Cynthia Feltner, M.D., M.P.H., from RTI International-University of North Carolina at Chapel Hill Evidence-based Practice Center in Research Triangle Park, and colleagues conducted a systematic review of the evidence on screening for speech and language delay or disorders in children aged 5 years or younger. A total of 38 studies were reported in 41 articles, including 9,006 participants. The researchers found that none of the studies evaluated the direct benefits of screening versus no screening. In 21 studies, the accuracy of 23 instruments for detecting speech and language disorders was assessed. Across included studies, the sensitivity and specificity varied widely. None of the studies reported on the benefits and harms of screening versus no screening or on potential harms of interventions. The enrolled populations were heterogeneous, as were the specific type of speech and language disorders targeted.

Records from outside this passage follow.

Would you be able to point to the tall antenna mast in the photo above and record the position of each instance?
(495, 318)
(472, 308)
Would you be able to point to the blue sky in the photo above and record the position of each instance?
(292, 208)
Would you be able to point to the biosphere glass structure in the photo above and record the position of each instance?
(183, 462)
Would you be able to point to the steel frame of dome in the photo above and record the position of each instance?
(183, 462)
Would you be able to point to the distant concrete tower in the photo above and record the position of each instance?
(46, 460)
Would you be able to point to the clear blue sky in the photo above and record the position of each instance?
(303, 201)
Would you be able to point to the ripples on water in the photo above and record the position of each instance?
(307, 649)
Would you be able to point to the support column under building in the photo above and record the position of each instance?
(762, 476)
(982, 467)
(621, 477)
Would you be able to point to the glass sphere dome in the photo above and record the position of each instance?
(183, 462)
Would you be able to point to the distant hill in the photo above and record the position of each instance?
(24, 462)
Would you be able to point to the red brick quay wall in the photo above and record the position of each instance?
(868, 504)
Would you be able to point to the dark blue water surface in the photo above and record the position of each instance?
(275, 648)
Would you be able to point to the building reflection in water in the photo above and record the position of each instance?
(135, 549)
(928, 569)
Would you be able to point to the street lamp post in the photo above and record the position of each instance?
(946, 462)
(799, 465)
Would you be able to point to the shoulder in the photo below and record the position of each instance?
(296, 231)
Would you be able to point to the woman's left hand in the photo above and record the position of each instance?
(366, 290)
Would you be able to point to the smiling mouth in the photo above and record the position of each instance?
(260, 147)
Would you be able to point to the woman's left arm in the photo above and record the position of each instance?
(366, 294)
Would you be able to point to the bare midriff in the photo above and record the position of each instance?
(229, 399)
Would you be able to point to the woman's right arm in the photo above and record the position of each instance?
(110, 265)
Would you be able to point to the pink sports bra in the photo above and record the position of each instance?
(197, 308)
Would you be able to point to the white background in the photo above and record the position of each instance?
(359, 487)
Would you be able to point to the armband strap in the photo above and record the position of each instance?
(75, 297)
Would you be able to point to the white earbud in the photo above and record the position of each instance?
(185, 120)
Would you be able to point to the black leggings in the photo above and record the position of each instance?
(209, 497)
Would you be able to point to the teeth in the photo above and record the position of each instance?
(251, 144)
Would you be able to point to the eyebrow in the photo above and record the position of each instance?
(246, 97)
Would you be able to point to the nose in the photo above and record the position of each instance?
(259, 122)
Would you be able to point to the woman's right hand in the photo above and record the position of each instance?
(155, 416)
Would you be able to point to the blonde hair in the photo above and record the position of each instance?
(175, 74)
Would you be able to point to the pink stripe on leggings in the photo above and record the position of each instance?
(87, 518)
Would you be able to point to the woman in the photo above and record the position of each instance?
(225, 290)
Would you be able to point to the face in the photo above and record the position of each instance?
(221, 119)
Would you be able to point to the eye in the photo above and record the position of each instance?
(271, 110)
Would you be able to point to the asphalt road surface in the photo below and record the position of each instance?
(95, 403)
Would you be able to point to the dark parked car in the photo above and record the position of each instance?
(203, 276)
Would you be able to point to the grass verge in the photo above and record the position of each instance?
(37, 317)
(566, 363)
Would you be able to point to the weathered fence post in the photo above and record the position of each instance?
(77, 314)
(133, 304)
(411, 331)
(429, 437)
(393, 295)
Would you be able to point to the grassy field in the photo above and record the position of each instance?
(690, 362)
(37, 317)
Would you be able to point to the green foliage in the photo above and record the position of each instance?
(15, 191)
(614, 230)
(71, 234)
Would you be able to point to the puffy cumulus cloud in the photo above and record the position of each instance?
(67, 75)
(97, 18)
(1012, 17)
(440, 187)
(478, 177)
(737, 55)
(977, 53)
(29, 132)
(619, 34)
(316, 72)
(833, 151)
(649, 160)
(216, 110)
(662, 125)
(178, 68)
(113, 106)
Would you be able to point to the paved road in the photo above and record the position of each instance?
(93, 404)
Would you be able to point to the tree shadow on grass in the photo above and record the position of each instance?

Based on these findings, the USPSTF concludes that the current evidence is insufficient to assess the balance of benefits and harms of speech and language delay and disorder screening in children (I statement). The statement applies to asymptomatic children aged 5 years or younger whose parents or clinicians do not have specific concerns relating to speech or language.
The draft recommendation statement and evidence review is posted for public comment. Comments can be submitted from July 25 through Aug. 21, 2023.